TORONTO, Aug 7 (Reuters) - The Canadian dollar edged lower against its U.S. counterpart on Thursday, pulling back from an earlier 10-day high, as oil prices dipped and ahead of domestic employment data that could guide expectations for Bank of Canada interest rate cuts.

The loonie was trading 0.1% lower at 1.3753 per U.S. dollar, or 72.71 U.S. cents, after touching its strongest intraday level since July 28 at 1.3719.

"Tomorrow's employment release is the main event: we expect a sharp slowdown in job growth and a tick higher in the unemployment rate, which should keep the Bank of Canada cautious and cap further gains for the loonie," strategists at Monex Europe said in a note.

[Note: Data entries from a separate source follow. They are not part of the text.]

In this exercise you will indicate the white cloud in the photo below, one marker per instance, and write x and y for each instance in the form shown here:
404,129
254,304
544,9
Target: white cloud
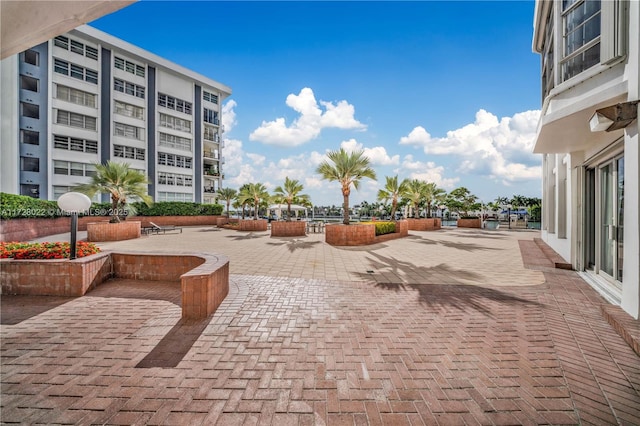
229,115
377,155
501,149
310,122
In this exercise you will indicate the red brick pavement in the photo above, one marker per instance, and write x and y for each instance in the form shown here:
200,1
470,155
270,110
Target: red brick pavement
296,351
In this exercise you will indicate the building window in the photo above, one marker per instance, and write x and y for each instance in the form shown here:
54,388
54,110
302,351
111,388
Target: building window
29,83
174,103
29,164
128,66
30,137
70,168
75,144
176,123
210,97
76,47
173,141
122,151
129,110
30,110
132,89
174,196
128,131
211,116
173,160
175,179
75,71
32,57
73,119
581,33
75,96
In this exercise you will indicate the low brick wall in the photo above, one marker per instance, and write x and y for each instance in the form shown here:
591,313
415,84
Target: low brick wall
204,278
470,223
252,225
361,234
30,229
288,229
70,278
424,224
105,231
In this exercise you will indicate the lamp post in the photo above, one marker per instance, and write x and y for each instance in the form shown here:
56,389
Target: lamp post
74,202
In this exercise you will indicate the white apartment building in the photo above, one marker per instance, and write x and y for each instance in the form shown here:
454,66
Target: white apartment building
86,97
588,133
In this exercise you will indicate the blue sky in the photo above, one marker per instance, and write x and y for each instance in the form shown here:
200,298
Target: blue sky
447,92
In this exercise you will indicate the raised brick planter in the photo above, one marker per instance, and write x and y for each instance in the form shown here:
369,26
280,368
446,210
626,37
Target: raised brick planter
424,224
361,234
470,223
288,229
204,278
252,225
105,231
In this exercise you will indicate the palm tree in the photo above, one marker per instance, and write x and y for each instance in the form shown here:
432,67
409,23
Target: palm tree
227,194
253,193
348,169
391,191
414,193
432,194
290,193
123,183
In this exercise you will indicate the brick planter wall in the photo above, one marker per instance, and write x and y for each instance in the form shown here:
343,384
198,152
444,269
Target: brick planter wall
469,223
288,229
252,225
424,224
54,277
105,231
204,278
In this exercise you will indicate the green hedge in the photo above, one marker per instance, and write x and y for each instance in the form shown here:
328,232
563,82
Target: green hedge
383,227
20,206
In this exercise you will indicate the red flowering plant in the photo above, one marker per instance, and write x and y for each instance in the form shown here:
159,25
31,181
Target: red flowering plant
16,250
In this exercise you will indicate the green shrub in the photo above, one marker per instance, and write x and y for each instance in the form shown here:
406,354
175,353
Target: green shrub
383,227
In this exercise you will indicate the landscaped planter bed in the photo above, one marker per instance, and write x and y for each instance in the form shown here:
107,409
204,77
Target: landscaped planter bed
288,229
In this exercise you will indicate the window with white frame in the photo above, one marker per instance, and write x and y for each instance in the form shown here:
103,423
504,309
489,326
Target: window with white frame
128,66
72,168
210,97
581,36
175,123
128,131
73,119
173,141
173,160
129,88
75,144
75,71
123,151
75,96
76,47
174,196
129,110
174,103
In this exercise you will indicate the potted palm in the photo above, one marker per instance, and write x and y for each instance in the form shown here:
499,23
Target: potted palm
124,185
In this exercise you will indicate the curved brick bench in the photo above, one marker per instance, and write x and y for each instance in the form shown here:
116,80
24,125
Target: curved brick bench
204,278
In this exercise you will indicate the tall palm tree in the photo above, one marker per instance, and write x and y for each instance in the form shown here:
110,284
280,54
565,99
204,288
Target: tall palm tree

Canada's employment report for July, due on Friday, is expected to show a more moderate jobs gain of 13,500 after the economy added 83,100 jobs in June.

Last week, the BoC opened the door to resuming interest rate cuts if the upward price pressures from trade disruptions are contained. Investors see a near 30% chance the central bank eases next month.

"Everyone is trying to figure out the impact of tariffs, the outlook on the Canadian economy," said Rahim Madhavji, president at KnightsbridgeFX.com. "Oil prices are lower which is also a headwind for CAD."

The price of oil , one of Canada's major exports, fell 0.5% to $64.03 a barrel as expectations rose for a diplomatic end to the war in Ukraine.

Domestic data was upbeat. The seasonally adjusted Ivey Purchasing Managers Index (PMI) rose to 55.8 last month from 53.3 in June, posting its highest level since July 2024.

Still, Canadian bond yields edged lower across the curve. The 10-year was down nearly one basis point at 3.400%.